X-T3 ve önceki serilerin en çok sevdiğim yanlarından biri LCD tasarımı idi. X-T4’de yapılan ve her yere dönen LCD pek hoşuma gitmedi. Görüntü sabitlemenin gelmesiyle birlikte, yotuberlar hareket halinde kendilerini de çekebilecek artık. Kamerada nasıl çıktıklarını da dönen LCD’den kontrol edebilecek. Fotoğrafçı ve videocular için ise ne kadar etkilidir bilemiyorum. Eski LCD ile ben tek harekette aşağıdan, yukardan çekimlerimi kontrol edebiliyordum. Şimdi en az  3 hareket yapmam gerekiyor. Ekranı çıkart, sola yatır, aşağı ya da yukarı çevir. Önceki LCD mekanizmanın ince yapısı da çok karizmatik duruyordu. Şimdiki biraz kutu gibi görünüyor. Aynı zamanda bel hizası gibi çekimlerde makinanın yanında bir de ekran olması iki şeyi taşıyor gibi hissettiriyor. Yürüyerek yaptığım takip sahneli video çekimlerinde ben makina kayışını gerdirerek çekim yaparım. Böylece daha stabil bir sonuç elde ederim. Yine aynı şeyi yapmak istedim  ama ekran yanda olduğu için kayış ekranı kapattı. LCD tasarımı çekim konforumu oldukça düşürdü. Muhtemelen bazı kişiler bu tasarımı eskisine göre daha çok sevecektir. Çoğunluğun ise benim gibi düşüneceğini sanıyorum. Gerçi X-T serisi için yeni olan bu tasarım aslında çok eski bir tasarım. Bana 10 yıl önceki giriş seviyesi DSLR makinalarını hatırlatıyor. T1,T2 ve T3 bence oldukça yenilikçiydi. Yeni LCD’nin makina arkasında ekranı göstermeyecek şekilde ters kapanması  çizilme ve darbe kaynaklı olabilecek arızaları önlemiş oluyor. Bunu bir avantaj olarak söyleyebilirim.

Fujifilm X-T4

Yeni perde sistemi ile birlikte daha hızlı, daha sessiz ve daha uzun ömürlü çekimler yapmak mümkün hale geldi.  Birçok kişi uç hızlarda ve yoğunlukta çekim yapmayacağı için perde sisteminin yeniliğini hissetmeyecektir.

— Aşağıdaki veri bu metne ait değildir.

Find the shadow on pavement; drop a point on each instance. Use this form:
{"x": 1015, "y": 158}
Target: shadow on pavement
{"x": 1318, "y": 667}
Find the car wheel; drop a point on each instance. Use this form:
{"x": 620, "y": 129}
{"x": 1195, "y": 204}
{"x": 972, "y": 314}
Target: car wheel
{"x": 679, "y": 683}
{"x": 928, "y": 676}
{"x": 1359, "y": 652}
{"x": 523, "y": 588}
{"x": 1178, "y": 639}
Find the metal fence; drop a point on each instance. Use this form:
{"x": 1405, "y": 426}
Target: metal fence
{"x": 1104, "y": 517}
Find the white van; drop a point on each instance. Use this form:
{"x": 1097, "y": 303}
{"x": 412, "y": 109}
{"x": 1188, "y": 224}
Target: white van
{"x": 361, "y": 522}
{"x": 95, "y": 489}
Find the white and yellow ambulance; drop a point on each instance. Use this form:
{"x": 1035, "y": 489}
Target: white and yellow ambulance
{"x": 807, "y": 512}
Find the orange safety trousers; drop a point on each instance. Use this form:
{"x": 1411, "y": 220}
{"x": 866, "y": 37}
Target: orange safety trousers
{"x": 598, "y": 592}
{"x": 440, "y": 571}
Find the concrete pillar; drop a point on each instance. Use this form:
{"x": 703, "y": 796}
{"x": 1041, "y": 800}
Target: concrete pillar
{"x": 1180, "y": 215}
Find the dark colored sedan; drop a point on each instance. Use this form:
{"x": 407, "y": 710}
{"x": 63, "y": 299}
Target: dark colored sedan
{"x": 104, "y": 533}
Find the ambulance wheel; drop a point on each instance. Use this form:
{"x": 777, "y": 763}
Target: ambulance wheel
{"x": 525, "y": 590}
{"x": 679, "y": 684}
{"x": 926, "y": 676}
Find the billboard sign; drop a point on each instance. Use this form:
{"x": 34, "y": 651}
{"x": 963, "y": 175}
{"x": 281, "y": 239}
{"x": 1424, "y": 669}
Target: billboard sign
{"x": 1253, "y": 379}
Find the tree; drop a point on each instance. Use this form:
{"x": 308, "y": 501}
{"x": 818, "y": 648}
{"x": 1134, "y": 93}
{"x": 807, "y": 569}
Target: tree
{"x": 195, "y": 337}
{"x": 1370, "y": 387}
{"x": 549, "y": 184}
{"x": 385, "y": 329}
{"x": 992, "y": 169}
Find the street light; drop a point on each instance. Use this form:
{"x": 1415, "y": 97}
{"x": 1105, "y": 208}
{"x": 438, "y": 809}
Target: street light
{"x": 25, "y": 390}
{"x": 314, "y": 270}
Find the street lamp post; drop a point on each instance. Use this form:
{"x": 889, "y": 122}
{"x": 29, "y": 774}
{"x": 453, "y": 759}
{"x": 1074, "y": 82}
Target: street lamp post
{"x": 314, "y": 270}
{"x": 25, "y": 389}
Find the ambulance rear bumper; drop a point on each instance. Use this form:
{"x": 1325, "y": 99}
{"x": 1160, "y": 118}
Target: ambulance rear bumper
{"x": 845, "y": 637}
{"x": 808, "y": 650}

Still & Movie Çarkı ile fotoğraf ve video olarak makinanın  ikiye ayrılması iyi düşünülmüş. Önceden menüler, butonlar biraz daha komplikeydi. Bu yeni ayrım düğmesiyle net bir şekilde ayrım gerçekleşiyor. Menüler değişiyor. Başka bir ifadeyle,  X-T4 hem fotoğraf hem de video kamerası değil. İstenildiğinde video kamera , istenildiğinde fotoğraf makinası. Bir cihaz içinde iki kamera.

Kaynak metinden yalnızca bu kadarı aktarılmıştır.